On ABC's "20/20" last week, reporter John Stossel devoted one hour to health
care. Anyone who didn't see it should go to ABC.com and read the summation.
Stossel showed what happens when prices for goods and services are forced
lower or offered for free. Demand increases, adding to wait times and lower
quality in order to control costs. When government pays for health care (as
it will under the Clinton plan for the estimated 47 million Americans who
don't have it) people wait. "In the United Kingdom, one in eight patients
waits more than a year for hospital treatment," noted Stossel, " and the
British government recently set its goal to keep wait times to less than 18
weeks. Š In Canada, almost a million citizens are waiting for necessary
surgery and more than a million Canadians can't find a regular doctor."
That's the future in America once government establishes a firm foothold in
health care.
Karl Rove, the former top adviser to President Bush and a bette noir to
liberals, penned an essay in The Wall Street Journal on how Republicans can
"win" on health care.
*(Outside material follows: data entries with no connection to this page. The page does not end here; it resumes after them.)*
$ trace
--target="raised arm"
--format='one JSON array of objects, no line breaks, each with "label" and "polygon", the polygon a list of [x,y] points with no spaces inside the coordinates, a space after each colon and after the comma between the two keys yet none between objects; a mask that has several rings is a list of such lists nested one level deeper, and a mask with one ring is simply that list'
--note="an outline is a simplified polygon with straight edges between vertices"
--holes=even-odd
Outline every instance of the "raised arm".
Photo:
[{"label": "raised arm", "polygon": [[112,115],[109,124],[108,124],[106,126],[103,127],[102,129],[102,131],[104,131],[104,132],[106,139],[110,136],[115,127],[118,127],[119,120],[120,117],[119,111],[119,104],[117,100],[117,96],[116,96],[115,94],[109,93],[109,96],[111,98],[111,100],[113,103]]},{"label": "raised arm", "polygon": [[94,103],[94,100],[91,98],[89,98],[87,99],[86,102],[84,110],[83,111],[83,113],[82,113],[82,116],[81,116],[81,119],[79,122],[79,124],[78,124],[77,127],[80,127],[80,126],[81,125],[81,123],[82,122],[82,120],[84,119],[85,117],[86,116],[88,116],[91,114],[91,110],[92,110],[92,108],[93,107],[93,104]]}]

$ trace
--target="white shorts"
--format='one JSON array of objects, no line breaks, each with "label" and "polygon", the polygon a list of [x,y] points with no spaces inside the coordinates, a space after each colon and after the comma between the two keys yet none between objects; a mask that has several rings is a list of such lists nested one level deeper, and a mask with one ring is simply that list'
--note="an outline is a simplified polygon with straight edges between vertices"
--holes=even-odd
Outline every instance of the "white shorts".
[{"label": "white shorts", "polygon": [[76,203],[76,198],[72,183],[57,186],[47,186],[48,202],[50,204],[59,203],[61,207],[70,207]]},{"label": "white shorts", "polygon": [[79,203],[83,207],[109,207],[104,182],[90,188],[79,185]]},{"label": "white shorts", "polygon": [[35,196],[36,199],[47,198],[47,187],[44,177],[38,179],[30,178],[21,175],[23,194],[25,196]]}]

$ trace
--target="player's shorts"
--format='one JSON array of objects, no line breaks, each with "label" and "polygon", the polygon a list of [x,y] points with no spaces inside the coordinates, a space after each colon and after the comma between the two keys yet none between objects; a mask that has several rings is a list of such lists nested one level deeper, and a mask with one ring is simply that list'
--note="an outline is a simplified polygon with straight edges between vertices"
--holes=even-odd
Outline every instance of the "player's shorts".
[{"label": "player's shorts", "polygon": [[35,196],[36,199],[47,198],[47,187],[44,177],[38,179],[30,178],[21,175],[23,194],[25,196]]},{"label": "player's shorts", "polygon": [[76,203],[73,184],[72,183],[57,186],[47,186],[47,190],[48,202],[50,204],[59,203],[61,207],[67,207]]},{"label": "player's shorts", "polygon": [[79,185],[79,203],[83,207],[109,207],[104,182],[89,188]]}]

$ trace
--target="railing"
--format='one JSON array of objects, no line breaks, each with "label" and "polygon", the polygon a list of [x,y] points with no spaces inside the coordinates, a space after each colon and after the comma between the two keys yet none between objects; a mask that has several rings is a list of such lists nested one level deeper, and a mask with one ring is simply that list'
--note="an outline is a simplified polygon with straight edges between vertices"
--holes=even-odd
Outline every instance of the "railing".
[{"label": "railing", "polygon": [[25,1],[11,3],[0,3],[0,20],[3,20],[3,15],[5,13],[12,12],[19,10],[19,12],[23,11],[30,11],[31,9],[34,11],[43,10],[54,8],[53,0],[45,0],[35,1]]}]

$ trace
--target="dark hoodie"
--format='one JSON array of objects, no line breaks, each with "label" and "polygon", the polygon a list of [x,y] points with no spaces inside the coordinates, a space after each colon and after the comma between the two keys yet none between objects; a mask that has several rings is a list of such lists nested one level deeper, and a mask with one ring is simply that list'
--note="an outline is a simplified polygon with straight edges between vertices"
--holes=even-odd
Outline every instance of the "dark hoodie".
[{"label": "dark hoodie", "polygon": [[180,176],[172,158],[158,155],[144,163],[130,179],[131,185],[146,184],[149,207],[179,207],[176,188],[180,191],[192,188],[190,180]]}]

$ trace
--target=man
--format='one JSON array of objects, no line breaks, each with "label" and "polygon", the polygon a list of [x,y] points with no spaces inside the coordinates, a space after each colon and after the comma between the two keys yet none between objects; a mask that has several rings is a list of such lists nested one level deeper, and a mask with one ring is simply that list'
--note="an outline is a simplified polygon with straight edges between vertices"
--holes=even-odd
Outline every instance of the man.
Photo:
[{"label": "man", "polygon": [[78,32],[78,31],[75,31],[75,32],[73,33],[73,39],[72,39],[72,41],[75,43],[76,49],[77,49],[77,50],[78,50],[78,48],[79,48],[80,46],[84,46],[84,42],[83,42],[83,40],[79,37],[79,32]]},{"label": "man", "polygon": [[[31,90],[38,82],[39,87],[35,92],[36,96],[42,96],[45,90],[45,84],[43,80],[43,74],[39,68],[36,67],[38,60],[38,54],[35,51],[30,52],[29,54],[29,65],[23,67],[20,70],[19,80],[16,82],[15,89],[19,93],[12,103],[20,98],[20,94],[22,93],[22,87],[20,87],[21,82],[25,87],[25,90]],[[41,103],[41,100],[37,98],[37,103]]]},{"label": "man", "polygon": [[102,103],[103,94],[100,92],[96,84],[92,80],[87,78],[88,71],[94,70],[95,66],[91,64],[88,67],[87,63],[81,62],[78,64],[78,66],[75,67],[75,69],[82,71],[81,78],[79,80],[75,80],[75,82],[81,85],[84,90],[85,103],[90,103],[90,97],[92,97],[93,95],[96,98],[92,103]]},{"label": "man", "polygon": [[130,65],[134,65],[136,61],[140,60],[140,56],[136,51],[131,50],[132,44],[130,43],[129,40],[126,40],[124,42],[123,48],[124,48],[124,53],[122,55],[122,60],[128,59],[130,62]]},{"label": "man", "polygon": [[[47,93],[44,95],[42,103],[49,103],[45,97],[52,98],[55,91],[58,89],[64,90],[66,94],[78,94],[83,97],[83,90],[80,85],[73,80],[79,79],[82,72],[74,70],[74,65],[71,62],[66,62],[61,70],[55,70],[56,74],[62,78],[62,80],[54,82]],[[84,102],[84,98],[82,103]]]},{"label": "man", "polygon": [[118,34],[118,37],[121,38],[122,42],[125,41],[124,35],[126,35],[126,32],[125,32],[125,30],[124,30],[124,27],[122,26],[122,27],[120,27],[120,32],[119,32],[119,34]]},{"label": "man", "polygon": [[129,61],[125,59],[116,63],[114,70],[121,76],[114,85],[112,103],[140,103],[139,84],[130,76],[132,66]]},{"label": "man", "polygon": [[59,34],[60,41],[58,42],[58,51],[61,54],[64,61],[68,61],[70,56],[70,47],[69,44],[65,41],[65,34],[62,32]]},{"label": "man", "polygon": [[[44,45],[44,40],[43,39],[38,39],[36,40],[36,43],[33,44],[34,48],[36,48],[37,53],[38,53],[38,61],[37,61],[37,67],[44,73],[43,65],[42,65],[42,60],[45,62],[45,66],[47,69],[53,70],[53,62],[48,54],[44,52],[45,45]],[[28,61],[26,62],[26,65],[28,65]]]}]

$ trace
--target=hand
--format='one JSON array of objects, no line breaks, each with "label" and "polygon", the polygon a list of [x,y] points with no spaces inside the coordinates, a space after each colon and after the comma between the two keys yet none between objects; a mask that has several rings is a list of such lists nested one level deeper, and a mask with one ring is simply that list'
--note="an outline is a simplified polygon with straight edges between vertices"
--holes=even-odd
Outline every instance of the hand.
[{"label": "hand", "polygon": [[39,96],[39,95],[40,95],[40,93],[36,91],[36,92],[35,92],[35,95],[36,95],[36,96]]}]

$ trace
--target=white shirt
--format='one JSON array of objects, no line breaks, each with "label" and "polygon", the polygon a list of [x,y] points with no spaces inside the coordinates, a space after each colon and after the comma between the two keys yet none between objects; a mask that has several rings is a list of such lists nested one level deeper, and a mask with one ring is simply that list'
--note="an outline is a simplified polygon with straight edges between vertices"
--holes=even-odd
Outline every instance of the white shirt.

Among other things, Rove proposes using the principles
of free enterprise, personal accountability, tax incentives (not tax
increases), portability of health plans and more competition. It is
ridiculous, he says, for medical procedures to cost one amount in one town
and a much higher amount in another. Pooling risks will lower costs, he
argues, along with greater cost transparency and stopping junk lawsuits that
drive some doctors out of business.
Do we want the federal government having more control over our health? When
the costs get too large and the taxes too high (even for liberals) the only
"choice" then will be who gets care and who doesn't. One of the proposals
accompanying Sen. Clinton's ill-fated 1994 plan was the creation of a board
that would determine who gets a life-saving operation and who does not. Do
we want to go down that road toward practical eugenics?
Some of this might make people feel good for the moment, but in the end,
they or their children and grandchildren, will feel very, very bad. By then
it will be too late, because once a government program is established, even
failure is not a reason for its elimination.